My point about academic opponents of all human cloning being threatened with career ramifications if they support abolitionist bills, is being discussed in the National Review’s blog, The Corner. Here is a specific example from The Corner of this anti-democratic and anti-academic freedom phenomenon:
“RE: THE INTIMIDATION OF SCIENTISTS [Peter Robinson]
From Shawn Mitchell, a member of the Colorado state senate:
As a (then) Colorado State Representative, I sponsored a bill to ban so-called therapeutic human cloning, in 2001 if I remember correctly.
A dean of the Department of Natural Sciences from a local university campus agreed, to my surprise, to testify in favor of the bill. She agreed with most the conservative critique of human cloning: the science isn’t there; the promises are overblown; adult stem cells are providing therapies now; and even if it did work, creating human life to kill it for the benefit of others is morally and ethically problematic.
A day before the hearing on the bill, she apologetically called to say that she had been spoken to by university leaders, and she would be unable to testify. I don’t know what threats were made, only that an academic willing to speak out against cloning was silenced by the administration.

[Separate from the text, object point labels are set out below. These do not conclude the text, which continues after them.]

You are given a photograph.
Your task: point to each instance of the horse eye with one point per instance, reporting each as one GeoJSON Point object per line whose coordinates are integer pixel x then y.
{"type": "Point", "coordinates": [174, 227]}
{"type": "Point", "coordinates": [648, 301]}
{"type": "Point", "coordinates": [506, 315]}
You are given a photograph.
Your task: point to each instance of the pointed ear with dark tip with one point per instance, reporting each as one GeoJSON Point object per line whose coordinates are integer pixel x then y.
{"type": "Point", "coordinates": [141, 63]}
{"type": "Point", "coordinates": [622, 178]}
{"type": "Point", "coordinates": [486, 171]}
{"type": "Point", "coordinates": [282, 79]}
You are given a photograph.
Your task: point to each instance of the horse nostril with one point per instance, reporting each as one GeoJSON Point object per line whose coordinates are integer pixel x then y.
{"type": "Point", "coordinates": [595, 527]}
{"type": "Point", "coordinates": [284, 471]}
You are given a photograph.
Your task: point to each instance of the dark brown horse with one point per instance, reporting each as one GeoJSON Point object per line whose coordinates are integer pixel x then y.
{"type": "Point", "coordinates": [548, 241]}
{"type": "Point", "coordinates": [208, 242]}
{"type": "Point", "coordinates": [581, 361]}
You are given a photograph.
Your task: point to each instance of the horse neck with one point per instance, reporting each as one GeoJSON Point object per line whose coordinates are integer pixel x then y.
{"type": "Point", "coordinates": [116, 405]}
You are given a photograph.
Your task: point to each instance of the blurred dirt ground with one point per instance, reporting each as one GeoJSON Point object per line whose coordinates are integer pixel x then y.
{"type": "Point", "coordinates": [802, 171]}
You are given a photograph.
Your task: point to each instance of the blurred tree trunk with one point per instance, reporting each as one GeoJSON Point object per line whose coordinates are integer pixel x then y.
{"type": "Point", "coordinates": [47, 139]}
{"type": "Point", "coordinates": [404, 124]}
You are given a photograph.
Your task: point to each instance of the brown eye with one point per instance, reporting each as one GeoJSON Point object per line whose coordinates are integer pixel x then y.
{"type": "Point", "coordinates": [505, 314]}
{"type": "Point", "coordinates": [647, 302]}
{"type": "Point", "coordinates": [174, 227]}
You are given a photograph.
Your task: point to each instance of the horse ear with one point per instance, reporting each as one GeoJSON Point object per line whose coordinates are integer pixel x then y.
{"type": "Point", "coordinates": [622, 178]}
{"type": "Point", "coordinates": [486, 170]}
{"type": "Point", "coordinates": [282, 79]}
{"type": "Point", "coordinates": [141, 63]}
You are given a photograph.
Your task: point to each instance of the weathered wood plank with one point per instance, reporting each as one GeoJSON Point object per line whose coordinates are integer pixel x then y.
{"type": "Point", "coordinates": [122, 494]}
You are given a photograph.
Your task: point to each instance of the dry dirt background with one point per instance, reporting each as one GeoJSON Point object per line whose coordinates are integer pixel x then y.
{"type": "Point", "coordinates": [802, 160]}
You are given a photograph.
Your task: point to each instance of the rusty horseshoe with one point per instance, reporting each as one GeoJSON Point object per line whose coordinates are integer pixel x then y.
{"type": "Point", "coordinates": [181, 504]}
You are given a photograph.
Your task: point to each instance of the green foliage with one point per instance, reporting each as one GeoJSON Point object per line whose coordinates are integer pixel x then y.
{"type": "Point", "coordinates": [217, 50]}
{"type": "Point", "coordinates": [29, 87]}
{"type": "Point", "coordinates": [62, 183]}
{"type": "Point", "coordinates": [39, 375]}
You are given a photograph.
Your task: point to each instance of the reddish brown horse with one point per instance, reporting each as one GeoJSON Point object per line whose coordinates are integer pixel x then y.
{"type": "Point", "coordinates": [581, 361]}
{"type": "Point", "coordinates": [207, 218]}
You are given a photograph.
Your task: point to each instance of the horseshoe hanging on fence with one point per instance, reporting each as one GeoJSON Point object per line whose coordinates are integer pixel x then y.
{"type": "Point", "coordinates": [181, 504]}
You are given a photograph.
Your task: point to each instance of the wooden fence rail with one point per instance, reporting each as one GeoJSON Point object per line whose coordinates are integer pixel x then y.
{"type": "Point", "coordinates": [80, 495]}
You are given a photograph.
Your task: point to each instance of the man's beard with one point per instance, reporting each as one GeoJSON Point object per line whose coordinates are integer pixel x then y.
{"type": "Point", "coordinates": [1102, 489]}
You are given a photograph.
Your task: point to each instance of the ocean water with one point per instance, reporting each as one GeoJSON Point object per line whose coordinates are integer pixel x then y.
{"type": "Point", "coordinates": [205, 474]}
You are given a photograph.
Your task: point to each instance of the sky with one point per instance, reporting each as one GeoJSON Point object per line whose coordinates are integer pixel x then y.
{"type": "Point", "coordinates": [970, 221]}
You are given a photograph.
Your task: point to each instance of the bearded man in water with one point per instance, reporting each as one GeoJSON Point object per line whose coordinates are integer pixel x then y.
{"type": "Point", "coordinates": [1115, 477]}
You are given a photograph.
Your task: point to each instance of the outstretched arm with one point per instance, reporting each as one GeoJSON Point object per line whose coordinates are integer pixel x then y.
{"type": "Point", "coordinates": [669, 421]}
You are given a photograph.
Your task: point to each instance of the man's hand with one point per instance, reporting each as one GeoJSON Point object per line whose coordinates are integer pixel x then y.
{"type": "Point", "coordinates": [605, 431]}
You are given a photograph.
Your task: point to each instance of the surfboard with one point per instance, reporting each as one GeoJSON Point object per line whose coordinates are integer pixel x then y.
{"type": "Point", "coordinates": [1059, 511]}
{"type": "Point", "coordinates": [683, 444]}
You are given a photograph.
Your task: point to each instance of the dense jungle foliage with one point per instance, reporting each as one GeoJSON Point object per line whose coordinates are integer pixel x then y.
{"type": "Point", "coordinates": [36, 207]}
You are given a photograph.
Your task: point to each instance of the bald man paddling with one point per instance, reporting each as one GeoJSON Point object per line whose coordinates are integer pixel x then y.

By the way, the story might be a little more interesting if you know the campus was part of the University of Colorado system, whose president just departed after failing to quell scandals ranging from the football sex and booze scandal to Ward Churchill’s anti-American rants. Suppressing youthful hedonism or leftist incitement is unthinkable but muzzling a dissenter to the scientific agenda is par for the course.
In case Mr. Stuttaford asks, I never publicly identified the dean. If she was unwilling to risk professional damage, I wouldn’t force her. I was grateful for her initial willingness and frustrated at the bullying that silenced her.”
This is a huge story. It might be tough to report because most of the chilled witnesses and professors don’t want their names out for fear of job ramifications. But it is a story that needs to be told because it reflects a growing intolerance on university campuses and within the science and bioethics establishments for heterodox views.